There are days when I wake up in an excellent mood, but a piece of writing manages to sour it somehow. I do not know where to begin with this call for patent reform from “a major British inventor”. Mr Trevor Baylis, inventor of the wind-up radio (no, I’m not winding you up, thank you, I’ll be here all week), has used his fame as an eccentric and successful British inventor to call for the criminalisation of patent infringement. He comments:
“If I was to nick your car, which is worth £10,000, say, I could go to jail,but if I were to knick your patent, which is worth a million pounds, you’d have to sue me. And if I was a colossal company, or indeed another country, that had stolen your invention, how could you find a million pounds a day to take me to court?”
There are several things wrong with this statement. One of my pet-peeves is precisely this mindless tendency to equate physical theft with infringement of intellectual property. Everyone who has ever studied IP will have encountered this argument, and the answer is that ideas are non-rivalrous. If I steal someone’s car, he cannot use it, if someone “steals” Mr Baylis’ ideas, he can still use them. These concepts therefore require an entirely different type of enforcement.
To criminalise patent law would also have undesired consequences. Patents are awarded after an application process when the inventor can demonstrate that they have come up with a novel idea worthy of exclusive protection. Too often, there are patent applications for ideas that are not that novel, or in areas that are researched by several people at once. Just because someone managed to obtain patent protection before everyone else does not immediately turn every competitor into a thief.

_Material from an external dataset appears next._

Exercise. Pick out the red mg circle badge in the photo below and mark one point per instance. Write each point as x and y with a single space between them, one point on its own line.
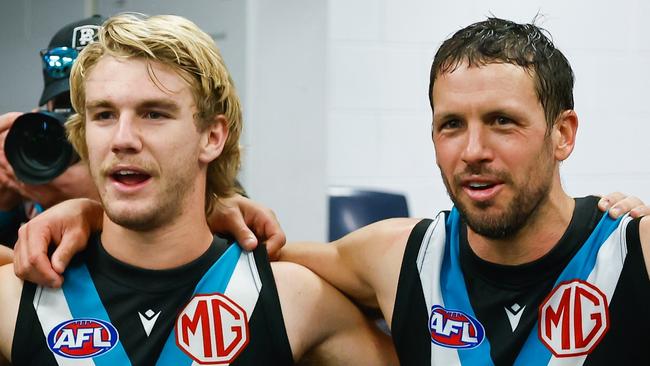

And of course there is the issue of the viability of enforcing patent infringement criminally. We are well familiar with many stories where patent law has been applied unfairly, to reward patent abuse with criminal enforcement power would be disproportionate and unworkable.
I am a bit cynical, but I wonder if all of this talk about copyright piracy and patent infringement in the news recently is the result of an orchestrated campaign of IP maximalism. We seem to be on the upswing of protection once more after some years of relaxation, and the emerging picture, at least in the UK, is not pretty. If Lord Mandelson is behind this, we should be wary indeed.